In an effort to proactively meet the regional demand for additional bachelor’s prepared nurses, Mount Mary University and the Waukesha County Technical College have joined forces to create a unique “Nursing 1-2-1” program.

This program gives high school graduates and transfer students an opportunity to earn an Associate Degree in Nursing, licensure as a Registered Nurse and then seamlessly move to completing a Bachelor of Science in Nursing Degree within four years. By leveraging the skills and expertise of both institutions, the Nursing 1-2-1 program offers lower cost per credit than regional competitors offering similar degrees.

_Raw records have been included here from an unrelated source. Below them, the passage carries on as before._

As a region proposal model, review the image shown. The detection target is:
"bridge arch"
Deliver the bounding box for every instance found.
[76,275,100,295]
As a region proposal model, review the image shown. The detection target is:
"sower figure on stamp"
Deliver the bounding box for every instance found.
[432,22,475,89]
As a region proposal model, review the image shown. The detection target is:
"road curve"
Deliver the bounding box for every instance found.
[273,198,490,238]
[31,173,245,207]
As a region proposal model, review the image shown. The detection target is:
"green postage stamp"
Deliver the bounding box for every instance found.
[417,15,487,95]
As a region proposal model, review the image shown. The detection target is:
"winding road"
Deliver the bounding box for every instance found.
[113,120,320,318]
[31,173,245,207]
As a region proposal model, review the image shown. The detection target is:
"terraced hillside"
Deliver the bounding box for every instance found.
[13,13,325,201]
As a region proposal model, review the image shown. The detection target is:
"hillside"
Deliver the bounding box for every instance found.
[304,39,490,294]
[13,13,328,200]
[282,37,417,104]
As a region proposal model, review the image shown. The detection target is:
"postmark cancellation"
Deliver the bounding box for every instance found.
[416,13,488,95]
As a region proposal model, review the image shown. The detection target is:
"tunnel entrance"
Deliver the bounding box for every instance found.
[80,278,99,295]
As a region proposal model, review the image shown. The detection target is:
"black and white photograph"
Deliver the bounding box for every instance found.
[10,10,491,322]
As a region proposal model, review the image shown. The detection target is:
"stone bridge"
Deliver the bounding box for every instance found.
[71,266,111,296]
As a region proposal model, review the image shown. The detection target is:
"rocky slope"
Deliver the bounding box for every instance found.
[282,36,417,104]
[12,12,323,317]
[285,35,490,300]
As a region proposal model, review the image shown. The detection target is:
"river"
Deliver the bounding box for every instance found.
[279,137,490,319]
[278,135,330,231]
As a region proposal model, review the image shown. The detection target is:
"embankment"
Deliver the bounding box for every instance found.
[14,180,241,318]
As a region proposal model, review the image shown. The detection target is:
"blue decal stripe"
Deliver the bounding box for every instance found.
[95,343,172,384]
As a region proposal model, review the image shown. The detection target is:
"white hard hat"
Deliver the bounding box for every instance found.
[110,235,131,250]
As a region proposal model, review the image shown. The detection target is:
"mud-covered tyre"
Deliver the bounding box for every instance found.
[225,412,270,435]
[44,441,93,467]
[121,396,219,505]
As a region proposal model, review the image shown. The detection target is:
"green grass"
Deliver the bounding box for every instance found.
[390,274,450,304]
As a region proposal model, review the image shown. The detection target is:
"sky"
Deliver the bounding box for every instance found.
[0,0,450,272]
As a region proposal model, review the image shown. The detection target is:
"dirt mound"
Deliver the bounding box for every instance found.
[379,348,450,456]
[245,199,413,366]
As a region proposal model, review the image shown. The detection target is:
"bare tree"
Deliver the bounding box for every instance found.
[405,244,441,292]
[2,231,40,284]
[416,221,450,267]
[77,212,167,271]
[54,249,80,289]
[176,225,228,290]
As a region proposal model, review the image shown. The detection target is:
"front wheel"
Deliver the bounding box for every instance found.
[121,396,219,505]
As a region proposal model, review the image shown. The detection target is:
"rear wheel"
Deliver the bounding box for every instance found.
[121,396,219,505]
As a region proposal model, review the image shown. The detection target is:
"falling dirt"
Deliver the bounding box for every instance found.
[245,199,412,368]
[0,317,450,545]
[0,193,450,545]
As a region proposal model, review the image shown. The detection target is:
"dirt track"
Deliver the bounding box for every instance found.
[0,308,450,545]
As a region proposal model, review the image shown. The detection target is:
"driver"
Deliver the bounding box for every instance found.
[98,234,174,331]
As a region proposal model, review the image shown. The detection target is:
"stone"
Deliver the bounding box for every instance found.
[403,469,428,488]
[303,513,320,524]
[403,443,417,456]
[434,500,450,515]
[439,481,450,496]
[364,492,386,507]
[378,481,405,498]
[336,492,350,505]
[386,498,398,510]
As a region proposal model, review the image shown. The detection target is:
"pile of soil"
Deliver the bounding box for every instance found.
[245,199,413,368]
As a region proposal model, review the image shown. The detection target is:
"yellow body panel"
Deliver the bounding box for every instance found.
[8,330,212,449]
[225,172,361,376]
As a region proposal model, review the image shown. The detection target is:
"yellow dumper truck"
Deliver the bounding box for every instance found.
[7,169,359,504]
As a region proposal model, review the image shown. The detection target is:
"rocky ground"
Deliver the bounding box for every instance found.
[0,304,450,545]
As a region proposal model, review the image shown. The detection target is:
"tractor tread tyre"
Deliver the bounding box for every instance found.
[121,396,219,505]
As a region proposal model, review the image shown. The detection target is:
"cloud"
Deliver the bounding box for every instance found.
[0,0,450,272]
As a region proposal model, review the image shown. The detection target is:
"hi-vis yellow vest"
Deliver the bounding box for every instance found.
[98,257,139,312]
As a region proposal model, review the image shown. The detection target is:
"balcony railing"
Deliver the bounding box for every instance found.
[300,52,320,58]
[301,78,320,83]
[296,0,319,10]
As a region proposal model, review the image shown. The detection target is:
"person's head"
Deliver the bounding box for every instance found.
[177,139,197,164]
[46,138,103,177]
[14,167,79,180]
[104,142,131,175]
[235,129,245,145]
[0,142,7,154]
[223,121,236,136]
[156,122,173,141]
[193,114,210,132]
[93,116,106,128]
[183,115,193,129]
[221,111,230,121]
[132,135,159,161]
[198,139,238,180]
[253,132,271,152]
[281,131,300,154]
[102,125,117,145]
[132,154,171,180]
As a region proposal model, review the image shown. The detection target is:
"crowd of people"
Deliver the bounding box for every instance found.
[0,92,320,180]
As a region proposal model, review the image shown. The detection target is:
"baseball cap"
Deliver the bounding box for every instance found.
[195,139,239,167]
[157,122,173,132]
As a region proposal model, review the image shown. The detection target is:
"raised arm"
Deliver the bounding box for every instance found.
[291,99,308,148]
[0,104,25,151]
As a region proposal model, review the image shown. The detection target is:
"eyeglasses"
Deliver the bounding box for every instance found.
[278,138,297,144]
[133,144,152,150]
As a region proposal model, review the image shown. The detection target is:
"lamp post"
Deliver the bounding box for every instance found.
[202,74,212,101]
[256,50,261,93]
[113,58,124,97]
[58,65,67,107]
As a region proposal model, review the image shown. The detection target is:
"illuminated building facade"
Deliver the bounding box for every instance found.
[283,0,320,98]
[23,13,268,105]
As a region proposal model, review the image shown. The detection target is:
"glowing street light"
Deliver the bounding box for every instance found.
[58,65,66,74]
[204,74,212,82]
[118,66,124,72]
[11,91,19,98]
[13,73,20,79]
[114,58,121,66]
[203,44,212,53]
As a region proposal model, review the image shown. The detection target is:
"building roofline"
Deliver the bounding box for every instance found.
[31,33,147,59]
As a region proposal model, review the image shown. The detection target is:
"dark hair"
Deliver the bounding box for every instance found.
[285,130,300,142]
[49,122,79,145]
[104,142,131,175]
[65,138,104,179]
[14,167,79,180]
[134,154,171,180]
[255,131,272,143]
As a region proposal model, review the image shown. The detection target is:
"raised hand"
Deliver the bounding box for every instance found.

Students take prerequisite and general studies courses in year 1 of the program at Mount Mary; complete the Associate Degree in Nursing and licensure as a Registered Nurse at WCTC in years 2 and 3; and complete the Bachelor of Science in Nursing degree in the year 4 at Mount Mary University.

Students entering the Nursing 1-2-1 program can enjoy the full range of benefits associated with both Mount Mary and WCTC, including the option of living on the Mount Mary campus. A seamless curriculum and course schedule across both institutions provide the opportunity for the completion of both an associate’s degree and bachelor’s degree in four years.

“This unique program combines the expertise and resources of Mount Mary University and WCTC, including highly experienced and recognized faculty, advanced technology and a creative and collaborative learning environment, with opportunities for firsthand leadership experience while in the program,” said Mount Mary President Christine Pharr, Ph.D.

As the health care industry reforms, particularly for meeting the needs underserved populations, nurse leaders are vital to redesign of care. Earning a Bachelor of Science Degree in Nursing that develops leadership skills will advance nurses as they work together as part of interdisciplinary teams.

The Wisconsin Center for Nursing projects that by 2040, the workforce shortage of RNs will reach nearly 43 percent if no changes are made to program capacities and infrastructure today. The WCN recommends expanding nursing program capacity to meet the projected demand for 7,500 additional graduates annually by 2020.